Libby Prison in 1865. http://www.encyclopediavirginia.org/media_player?mets_filename=evm00001711mets.xml
Libby Prison in 1865.
http://www.encyclopediavirginia.org/media_player?mets_filename=evm00001711mets.xml

Morley survived his experience though, and after the war he moved to Ayrshire where he was employed as drill troop sergeant in the Ayrshire Yeomanry, and lived at the Auchengree Foundry with his wife Katherine and his children. It is not until the late seventies that Morley took on the lease of Burns Cottage (a photo of the cottage in his time can be seen here) where he lived with his new (and much younger!) wife and his children, two of which were born in the cottage. His war experiences are very much revealed in the names he gave his children, Cesnolia and Cesnola after a Brigadier General from the Civil War, and Balaclava from the Crimean War!
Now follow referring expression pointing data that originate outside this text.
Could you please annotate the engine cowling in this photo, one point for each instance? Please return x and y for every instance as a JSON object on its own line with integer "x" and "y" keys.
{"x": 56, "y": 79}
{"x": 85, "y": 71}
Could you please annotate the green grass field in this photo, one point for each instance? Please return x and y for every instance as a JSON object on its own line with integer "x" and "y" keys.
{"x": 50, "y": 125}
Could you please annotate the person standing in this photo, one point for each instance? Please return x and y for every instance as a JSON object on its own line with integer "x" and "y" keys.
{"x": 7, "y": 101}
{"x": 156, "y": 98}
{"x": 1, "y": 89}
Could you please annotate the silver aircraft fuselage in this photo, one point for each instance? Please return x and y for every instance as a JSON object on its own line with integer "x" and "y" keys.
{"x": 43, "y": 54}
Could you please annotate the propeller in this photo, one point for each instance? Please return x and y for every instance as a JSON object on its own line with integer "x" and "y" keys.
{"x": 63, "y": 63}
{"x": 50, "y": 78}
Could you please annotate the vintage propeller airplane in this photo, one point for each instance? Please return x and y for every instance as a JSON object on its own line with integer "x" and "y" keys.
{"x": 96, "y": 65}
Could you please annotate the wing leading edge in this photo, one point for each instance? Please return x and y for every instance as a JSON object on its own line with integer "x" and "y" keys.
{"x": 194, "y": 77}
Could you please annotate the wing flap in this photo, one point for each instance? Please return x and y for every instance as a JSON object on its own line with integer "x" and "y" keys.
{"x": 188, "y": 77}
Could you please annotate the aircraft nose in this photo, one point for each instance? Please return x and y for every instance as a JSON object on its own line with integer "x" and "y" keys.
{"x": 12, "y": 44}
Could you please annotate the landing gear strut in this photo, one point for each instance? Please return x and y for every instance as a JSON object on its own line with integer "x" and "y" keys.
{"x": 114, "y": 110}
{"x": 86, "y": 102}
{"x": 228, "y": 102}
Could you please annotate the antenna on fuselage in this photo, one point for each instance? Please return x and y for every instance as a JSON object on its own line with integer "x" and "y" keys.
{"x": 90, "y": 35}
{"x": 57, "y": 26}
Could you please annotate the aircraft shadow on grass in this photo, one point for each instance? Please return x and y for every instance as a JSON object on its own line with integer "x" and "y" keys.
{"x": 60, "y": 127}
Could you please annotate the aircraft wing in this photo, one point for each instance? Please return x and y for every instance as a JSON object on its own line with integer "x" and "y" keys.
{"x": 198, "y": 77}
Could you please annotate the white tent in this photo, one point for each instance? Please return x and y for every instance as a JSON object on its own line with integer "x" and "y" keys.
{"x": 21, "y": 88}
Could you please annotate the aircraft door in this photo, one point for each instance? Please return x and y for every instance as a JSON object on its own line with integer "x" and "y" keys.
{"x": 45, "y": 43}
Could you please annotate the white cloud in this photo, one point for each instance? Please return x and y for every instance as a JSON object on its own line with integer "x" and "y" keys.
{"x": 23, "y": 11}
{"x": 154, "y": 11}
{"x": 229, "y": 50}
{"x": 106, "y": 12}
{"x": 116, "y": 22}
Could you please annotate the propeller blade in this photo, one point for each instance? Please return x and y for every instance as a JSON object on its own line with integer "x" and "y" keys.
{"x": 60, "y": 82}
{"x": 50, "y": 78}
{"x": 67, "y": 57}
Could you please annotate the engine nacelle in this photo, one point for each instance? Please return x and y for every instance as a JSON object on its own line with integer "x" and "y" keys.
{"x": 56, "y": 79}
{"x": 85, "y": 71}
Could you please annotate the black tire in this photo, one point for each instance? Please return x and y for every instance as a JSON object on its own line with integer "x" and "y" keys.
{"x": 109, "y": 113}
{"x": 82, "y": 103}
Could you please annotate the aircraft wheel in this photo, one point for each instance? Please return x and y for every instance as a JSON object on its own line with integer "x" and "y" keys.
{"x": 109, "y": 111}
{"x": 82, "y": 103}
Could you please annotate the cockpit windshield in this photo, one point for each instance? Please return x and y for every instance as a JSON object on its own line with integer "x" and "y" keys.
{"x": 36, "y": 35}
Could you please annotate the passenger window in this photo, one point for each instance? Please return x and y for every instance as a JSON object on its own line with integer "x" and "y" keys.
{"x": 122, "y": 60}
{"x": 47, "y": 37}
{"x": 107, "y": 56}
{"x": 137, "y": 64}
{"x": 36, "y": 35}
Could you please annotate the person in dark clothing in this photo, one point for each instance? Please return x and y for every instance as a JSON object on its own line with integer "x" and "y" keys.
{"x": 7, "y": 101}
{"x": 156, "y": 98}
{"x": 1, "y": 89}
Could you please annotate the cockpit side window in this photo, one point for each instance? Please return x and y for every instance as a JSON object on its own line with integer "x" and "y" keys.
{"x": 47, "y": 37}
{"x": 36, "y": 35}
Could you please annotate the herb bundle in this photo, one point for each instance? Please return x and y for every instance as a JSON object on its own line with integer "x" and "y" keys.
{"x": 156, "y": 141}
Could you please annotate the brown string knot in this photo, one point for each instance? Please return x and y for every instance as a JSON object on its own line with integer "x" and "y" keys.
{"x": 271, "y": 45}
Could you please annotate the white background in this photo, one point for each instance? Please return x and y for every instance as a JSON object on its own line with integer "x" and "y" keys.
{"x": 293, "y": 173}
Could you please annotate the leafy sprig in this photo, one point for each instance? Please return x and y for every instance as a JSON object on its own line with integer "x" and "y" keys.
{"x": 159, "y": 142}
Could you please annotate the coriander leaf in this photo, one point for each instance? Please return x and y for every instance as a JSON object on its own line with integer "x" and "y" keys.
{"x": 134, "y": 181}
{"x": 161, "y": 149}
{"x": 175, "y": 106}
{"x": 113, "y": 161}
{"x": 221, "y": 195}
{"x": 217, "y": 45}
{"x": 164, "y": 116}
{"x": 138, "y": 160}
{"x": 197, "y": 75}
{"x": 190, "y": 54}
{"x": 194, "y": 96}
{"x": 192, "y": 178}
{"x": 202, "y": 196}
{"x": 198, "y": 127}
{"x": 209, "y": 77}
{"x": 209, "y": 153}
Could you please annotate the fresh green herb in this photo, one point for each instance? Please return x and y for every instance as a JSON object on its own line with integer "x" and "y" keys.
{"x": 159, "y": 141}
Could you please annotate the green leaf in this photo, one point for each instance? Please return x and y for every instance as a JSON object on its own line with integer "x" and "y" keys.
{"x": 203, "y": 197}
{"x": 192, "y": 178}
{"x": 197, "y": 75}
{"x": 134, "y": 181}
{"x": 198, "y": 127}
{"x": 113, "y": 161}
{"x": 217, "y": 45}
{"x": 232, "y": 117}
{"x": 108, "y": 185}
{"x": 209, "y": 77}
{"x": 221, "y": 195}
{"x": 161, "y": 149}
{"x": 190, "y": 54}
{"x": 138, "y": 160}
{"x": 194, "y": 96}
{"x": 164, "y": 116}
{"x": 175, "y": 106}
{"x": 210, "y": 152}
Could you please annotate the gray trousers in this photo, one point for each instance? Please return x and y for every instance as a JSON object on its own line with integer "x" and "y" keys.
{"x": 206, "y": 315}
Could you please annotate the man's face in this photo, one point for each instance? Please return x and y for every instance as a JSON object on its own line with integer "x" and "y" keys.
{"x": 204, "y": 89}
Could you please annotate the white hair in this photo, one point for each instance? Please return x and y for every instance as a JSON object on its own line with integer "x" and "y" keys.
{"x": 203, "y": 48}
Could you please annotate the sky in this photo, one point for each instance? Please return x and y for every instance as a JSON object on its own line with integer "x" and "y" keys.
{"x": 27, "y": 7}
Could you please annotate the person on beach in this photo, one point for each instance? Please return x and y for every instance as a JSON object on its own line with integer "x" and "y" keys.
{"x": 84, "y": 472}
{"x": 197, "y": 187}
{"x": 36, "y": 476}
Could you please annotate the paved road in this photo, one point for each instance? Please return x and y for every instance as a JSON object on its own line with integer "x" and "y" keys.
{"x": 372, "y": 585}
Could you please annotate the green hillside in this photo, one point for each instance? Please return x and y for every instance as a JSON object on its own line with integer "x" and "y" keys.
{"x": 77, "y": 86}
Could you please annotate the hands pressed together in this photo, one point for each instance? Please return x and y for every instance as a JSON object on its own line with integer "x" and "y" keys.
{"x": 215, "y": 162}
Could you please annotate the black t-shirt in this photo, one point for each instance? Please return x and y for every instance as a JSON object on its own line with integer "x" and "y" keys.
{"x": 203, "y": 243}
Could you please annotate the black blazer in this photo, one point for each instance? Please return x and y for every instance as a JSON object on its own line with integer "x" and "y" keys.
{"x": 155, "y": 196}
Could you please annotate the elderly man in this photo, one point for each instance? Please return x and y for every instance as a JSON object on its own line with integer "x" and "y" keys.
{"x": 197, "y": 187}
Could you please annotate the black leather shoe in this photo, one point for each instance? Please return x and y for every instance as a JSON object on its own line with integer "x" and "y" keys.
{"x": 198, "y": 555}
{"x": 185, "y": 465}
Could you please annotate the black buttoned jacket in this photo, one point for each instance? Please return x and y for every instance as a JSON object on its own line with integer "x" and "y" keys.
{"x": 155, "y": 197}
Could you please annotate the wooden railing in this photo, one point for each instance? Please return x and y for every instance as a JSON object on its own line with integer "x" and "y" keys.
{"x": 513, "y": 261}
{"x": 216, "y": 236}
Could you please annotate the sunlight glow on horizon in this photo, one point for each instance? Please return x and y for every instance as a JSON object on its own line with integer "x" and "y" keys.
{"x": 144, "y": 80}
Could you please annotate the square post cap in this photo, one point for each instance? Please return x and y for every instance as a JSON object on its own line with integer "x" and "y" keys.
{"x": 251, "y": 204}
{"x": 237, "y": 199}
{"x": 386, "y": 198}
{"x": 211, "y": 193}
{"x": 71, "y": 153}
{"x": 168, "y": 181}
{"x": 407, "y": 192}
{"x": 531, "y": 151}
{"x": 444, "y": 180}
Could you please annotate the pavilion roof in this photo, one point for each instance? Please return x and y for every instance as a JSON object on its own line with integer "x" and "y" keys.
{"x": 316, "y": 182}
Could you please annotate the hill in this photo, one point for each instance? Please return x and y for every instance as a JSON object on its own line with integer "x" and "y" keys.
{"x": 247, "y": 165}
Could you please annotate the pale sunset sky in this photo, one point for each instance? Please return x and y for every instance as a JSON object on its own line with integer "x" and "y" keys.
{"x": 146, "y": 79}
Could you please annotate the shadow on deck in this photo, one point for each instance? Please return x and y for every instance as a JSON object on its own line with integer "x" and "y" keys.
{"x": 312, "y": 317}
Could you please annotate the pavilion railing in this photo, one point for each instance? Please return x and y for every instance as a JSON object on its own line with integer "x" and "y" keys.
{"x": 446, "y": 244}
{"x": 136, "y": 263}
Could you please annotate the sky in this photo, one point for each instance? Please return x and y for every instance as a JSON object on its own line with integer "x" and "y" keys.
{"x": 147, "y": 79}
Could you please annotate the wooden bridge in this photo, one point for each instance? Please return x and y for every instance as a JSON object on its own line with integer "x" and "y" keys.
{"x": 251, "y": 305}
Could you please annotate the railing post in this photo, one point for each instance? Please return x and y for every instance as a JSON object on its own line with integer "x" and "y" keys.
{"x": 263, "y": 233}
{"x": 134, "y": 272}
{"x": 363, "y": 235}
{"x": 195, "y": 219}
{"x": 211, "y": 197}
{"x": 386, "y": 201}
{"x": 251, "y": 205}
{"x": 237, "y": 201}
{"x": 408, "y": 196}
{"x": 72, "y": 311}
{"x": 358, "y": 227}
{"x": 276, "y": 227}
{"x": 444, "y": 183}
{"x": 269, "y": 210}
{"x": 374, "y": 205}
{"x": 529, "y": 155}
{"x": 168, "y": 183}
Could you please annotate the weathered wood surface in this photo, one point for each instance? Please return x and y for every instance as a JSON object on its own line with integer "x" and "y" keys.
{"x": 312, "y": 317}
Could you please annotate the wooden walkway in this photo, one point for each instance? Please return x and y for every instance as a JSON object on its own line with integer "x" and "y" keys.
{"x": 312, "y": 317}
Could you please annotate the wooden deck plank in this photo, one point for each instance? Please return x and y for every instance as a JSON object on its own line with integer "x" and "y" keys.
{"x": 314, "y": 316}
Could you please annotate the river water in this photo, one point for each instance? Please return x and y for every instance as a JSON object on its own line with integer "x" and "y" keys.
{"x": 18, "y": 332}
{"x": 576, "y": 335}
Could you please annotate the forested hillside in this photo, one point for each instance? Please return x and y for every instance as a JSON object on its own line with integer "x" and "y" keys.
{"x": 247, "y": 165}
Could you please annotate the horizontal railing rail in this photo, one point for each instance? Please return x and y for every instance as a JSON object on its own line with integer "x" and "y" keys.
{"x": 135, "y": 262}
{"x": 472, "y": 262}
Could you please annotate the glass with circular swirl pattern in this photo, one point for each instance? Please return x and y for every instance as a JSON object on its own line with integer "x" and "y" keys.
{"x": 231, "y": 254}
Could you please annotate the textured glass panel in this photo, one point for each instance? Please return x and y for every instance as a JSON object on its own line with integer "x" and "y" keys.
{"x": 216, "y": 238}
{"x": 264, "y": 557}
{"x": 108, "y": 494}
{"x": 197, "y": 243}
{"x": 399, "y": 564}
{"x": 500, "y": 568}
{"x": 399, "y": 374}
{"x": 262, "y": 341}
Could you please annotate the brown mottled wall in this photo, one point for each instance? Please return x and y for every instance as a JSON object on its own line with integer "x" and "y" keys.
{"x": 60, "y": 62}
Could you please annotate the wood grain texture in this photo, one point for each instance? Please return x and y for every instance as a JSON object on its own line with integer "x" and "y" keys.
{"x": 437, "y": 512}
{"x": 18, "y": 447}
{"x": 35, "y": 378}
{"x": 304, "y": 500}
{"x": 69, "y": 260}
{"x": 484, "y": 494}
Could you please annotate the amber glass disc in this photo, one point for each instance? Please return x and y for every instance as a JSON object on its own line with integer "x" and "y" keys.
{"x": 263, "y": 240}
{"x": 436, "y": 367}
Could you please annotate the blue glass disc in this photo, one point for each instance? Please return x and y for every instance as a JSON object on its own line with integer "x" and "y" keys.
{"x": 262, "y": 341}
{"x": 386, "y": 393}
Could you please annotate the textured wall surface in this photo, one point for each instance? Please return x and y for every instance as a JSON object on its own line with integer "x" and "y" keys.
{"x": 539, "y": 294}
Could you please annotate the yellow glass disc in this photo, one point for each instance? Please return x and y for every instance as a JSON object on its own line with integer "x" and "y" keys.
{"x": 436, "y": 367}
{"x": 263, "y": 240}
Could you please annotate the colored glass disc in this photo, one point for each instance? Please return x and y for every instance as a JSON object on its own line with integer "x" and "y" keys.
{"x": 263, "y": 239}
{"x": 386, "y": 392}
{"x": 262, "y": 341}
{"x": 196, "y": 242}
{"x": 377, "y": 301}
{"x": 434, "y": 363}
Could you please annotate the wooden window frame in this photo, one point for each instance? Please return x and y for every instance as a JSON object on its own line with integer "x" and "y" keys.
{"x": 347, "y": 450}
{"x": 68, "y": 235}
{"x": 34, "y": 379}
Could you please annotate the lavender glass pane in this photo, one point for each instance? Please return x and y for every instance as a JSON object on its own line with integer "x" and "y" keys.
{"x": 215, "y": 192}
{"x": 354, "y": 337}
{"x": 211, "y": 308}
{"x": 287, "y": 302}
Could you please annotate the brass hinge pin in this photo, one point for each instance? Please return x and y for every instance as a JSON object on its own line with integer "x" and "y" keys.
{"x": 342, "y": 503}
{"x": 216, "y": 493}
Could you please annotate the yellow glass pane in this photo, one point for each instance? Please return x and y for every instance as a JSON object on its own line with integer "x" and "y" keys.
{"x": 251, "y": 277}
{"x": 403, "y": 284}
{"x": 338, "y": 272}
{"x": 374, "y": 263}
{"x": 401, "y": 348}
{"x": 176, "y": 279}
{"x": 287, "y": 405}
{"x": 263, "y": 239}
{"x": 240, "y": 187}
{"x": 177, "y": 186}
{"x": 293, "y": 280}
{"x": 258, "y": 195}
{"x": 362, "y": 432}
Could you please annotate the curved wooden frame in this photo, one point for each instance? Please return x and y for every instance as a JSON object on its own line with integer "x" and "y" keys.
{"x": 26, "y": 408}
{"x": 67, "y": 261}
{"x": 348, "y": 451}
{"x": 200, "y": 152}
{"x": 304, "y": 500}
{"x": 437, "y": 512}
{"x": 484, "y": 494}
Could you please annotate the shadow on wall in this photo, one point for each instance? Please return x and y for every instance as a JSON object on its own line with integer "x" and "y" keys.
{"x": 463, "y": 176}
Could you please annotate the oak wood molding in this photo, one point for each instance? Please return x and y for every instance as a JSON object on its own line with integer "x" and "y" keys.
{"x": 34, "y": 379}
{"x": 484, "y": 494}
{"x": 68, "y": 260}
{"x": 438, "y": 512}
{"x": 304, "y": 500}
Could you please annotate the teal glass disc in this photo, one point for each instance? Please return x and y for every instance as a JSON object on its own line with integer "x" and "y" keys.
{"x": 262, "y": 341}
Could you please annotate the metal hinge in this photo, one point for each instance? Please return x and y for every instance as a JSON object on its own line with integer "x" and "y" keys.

The 1881 Census record for the Morley family.
The 1881 Census record for the Morley family.

Following their time at the cottage, Thomas Morley returned the States where he worked in the War Department housed at Ford’s Theatre. Three of his children were born in Washington DC and, sadly, 17 year old Cesnola died there in 1890. Another family tragedy occurred in 1893 when Thomas Morley himself was injured in the collapse of Ford’s Theatre and was, from then on, unable to work. The family returned to Britian in 1897 and Thomas Morley lived with his family in Nottingham until his death in Nottingham City Asylum in 1906.

Morley and family residing in Nottingham in the 1901census
Morley and family residing in Nottingham in the 1901 census

The descriptions we have of him seem to suggest a strong, brave, stern man with a distinct northern English accent and with perhaps a tendency to self publicise and to wax lyrical about his military achievements and lack of official recognition. Of what happened to his children, little has yet been researched, though of Balaclava Morley we know that he decided to live in the U.S.A, where he died in Gardena, Los Angeles, in 1978.